Niagara Falls, New York

Niagara Falls, NY

The image above of Main Street, Niagara Falls, NY, is courtesy Google Maps’ Street View.

We spontaneously dropped everything today and made a day trip out to Burlington’s Ikea and, beyond that, Niagara Falls. We even crossed the border and paid a visit to Niagara Falls, New York. We had hoped to see the falls from the American side, for a change, but we’d arrived too late for the light to be any good. However, we did end up driving through the city, particularly its downtown, and it was an interesting experience, to say the least.

A friend of mine, James Dibenedetto, told me about how depressed the American city is, but you don’t really appreciate it until you drive through. There is a significant industrial feel, here, and all of the power lines, not to mention the humungous power station might still provide a lot of jobs, but downtown Niagara Falls feels like it’s being crushed under its economic burdens.

I’d earlier described Niagara Falls, Ontario, as being a town with a split personality. It has two distinct downtowns: one for the tourists which, while well populated, is somewhat kitchy, and the one for the residents, which is somewhat rundown. But even the run down downtown had a leg up on the downtown of Niagara Falls, New York. I saw buildings boarded up, and a town that basically rolled up the sidewalks after 5 p.m. on a Friday. Hardly anybody was walking the streets, despite the various attempts that had been made to foster a street life.

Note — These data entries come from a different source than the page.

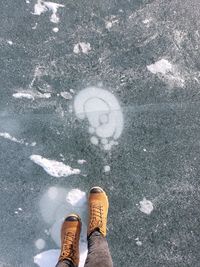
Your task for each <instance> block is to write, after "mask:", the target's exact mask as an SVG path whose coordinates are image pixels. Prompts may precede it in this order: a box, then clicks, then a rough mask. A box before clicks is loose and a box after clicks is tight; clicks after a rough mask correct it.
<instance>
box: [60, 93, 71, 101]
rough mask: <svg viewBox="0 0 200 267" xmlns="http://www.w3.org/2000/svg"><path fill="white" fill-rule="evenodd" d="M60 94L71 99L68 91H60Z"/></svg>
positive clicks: (67, 98) (69, 98) (64, 98)
mask: <svg viewBox="0 0 200 267" xmlns="http://www.w3.org/2000/svg"><path fill="white" fill-rule="evenodd" d="M60 95H61V96H62V97H63V98H64V99H67V100H70V99H72V95H71V94H70V93H69V92H61V93H60Z"/></svg>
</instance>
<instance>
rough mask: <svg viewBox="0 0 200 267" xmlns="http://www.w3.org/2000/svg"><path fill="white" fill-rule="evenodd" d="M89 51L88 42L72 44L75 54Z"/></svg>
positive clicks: (87, 52) (90, 47) (85, 53)
mask: <svg viewBox="0 0 200 267" xmlns="http://www.w3.org/2000/svg"><path fill="white" fill-rule="evenodd" d="M90 51H91V46H90V43H84V42H80V43H77V44H75V45H74V49H73V52H74V53H75V54H79V53H81V52H82V53H83V54H88V53H89V52H90Z"/></svg>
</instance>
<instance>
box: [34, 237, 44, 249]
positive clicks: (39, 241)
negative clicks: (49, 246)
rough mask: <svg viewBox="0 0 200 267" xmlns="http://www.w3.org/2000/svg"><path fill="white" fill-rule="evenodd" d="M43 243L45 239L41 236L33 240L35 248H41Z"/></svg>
mask: <svg viewBox="0 0 200 267" xmlns="http://www.w3.org/2000/svg"><path fill="white" fill-rule="evenodd" d="M45 245H46V243H45V241H44V240H43V239H41V238H40V239H38V240H36V241H35V246H36V248H37V249H40V250H41V249H43V248H44V247H45Z"/></svg>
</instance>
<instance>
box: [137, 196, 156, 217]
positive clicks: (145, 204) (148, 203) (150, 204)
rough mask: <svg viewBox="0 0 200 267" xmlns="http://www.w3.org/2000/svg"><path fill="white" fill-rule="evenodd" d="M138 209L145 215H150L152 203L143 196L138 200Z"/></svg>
mask: <svg viewBox="0 0 200 267" xmlns="http://www.w3.org/2000/svg"><path fill="white" fill-rule="evenodd" d="M140 211H141V212H143V213H145V214H147V215H150V214H151V212H152V211H153V203H152V202H151V201H150V200H147V199H146V198H145V197H144V198H143V200H142V201H140Z"/></svg>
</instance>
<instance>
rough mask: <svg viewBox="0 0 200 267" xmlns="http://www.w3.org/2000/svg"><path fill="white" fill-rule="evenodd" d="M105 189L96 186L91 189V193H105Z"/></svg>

And, to my mind, the state of Niagara Falls is even more tragic given that the city appears to have more history behind it. I saw some beautiful small-scale commercial buildings dating from the twenties and the thirties. I saw brick facades that addressed the street corners at a very human scale. If Niagara Falls, New York, could ever turn things around, it would have an inventory of excellent building stock to create a vibrant, striking downtown — something which its cousin across the border does not really have.

But crossing the river across the Rainbow Bridge told the story. The American side was basically dark, while the Canadian side was lit up like a Christmas tree. I realize that the Canadian side has the advantage of having a better view of the falls, but could that alone be responsible for how much they’ve been able to capitalize on it all? Can that alone be responsible for the American side’s depression?